‘ QUARTA REPUBBLICA ‘ retequattro * INTERVISTA A PIERRE MOSCOVICI: ” I NEMICI DELL’ECONOMIA ITALIANA NON PROVENGONO DALL’EUROPA, MA DAL SUO INTERNO “

Riceviamo e pubblichiamo integralmente il seguente comunicato stampa:

Stasera, nel nuovo appuntamento con “Quarta Repubblica”, su Retequattro alle 21.25, andrà in onda un’intervista realizzata venerdì scorso da Nicola Porro al Commissario europeo per gli affari economici e monetari Pierre Moscovici, durante la sua visita a Roma. Di seguito, alcuni passaggi sull’attuale situazione di tensione tra Italia e Europa, ma non solo.

In merito alla nomea di “nemico dell’Italia”, ha detto: «Sono un vecchio amico dell’Italia, la amo. Ho l’Italia nel cuore. Come Commissario ho deciso di garantire all’Italia tutta la flessibilità ammessa dal Patto di stabilità e crescita e questo ha ammontato a una cifra di circa 30 miliardi di Euro, che sono stati garantiti all’Italia e che nessun altro Paese ha mai ottenuto. Quindi, dire che sono un nemico dell’Italia, non è assolutamente pertinente».

E ha aggiunto: «Tutti i nemici dell’economia italiana provengono dal suo interno. Li chiamo: mancanza di investimenti, ineguaglianze, debito pubblico. Questo perché, quando c’è un debito pubblico che ammonta al 130% del Pil, allora c’è un problema. Chi paga questo debito? Il popolo italiano. Il debito è negativo per i cittadini e qualunque bilancio che lo aumenti va contro di loro».

Sul suo ruolo di Ministro delle finanze in Francia e sul parallelismo con le responsabilità di Salvini e Di Maio afferma: «Io non sono stato come il Signor Di Maio o il Signor Salvini. Non ha senso fare questo tipo di paragoni, perché si confrontano periodi e Paesi che non hanno nulla a che fare gli uni con gli altri.

Sono stato Ministro delle finanze nel periodo della crisi, con una crescita pari a zero e ho ridotto il deficit. Oggi c’è crescita, ed è un momento ancora migliore per ridurre il deficit e ridurre il deficit strutturale».

Sulle sue posizioni, definite “rigorose” spiega: «Non ho una posizione rigorosa o intransigente, ho solo una posizione imparziale.

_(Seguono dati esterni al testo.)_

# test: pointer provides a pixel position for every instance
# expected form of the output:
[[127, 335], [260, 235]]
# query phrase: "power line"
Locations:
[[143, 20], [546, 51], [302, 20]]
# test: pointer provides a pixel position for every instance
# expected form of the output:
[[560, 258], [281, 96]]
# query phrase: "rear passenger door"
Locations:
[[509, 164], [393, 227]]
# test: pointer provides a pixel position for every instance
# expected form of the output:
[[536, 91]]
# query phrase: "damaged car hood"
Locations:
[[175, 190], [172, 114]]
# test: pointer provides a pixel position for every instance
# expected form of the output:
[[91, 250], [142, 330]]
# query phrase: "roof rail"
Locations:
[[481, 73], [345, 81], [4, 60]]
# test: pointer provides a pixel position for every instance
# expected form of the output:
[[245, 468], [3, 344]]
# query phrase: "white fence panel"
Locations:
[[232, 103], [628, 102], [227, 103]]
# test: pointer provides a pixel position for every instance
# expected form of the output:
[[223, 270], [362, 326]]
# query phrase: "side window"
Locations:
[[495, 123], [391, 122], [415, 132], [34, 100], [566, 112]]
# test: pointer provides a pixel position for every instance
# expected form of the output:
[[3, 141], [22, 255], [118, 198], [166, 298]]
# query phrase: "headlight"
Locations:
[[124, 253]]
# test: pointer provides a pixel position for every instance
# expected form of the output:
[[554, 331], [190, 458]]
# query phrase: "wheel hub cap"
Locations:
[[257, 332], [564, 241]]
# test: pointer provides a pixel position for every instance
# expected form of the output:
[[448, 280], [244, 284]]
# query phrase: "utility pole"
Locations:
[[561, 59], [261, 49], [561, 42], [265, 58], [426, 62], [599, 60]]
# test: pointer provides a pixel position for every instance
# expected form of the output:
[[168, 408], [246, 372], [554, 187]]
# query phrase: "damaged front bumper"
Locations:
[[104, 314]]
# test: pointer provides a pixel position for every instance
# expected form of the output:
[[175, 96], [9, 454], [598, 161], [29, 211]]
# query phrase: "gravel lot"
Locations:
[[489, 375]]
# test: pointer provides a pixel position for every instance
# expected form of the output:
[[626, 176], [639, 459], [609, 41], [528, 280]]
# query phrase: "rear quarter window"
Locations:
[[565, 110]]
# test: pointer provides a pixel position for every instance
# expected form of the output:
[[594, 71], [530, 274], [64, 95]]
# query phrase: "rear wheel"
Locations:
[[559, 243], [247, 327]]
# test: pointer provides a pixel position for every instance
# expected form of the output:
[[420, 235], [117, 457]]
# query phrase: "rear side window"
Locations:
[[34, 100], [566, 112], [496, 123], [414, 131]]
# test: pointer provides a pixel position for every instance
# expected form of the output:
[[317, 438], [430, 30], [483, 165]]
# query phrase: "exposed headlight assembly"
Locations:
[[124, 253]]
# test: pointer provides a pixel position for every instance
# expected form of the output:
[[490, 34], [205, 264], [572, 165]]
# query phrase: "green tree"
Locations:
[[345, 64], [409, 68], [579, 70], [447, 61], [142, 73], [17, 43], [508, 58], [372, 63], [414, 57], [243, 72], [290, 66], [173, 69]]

Se posso usare una metafora: quando si gioca a calcio, ci sono delle regole, sappiamo quando c’è una punizione, sappiamo quando la palla esce dal campo e che c’è qualcuno in mezzo che fa da arbitro. Direi che la Commissione europea è un arbitro, e un buon arbitro è imparziale».

Riguardo la sua affermazione di “piccoli Mussolini” che crescono in Europa, ha specificato: «Quando agisco come commissario sono assolutamente neutrale e oggettivo: potrei avere qualcosa contro il signor Salvini, per esempio, perché è amico di Marine Le Pen e io non sono un amico della Signora Le Pen in Francia; ma questo non è il punto.

Questo riguarda il cittadino che sono. Tuttavia, il cittadino non influenza il mio ruolo di Commissario! Per correggere ciò che lei ha detto, quando ho parlato di “piccoli Mussolini”, era stato il giorno dopo che il Parlamento Europeo aveva applicato l’art. 7 al Signor Orban.

Perché le persone hanno pensato che stessi parlando del popolo italiano? Non stavo prendendo di mira nessuno, stavo parlando di questo periodo caratterizzato da democrazie illiberali e stavo combattendo contro questo».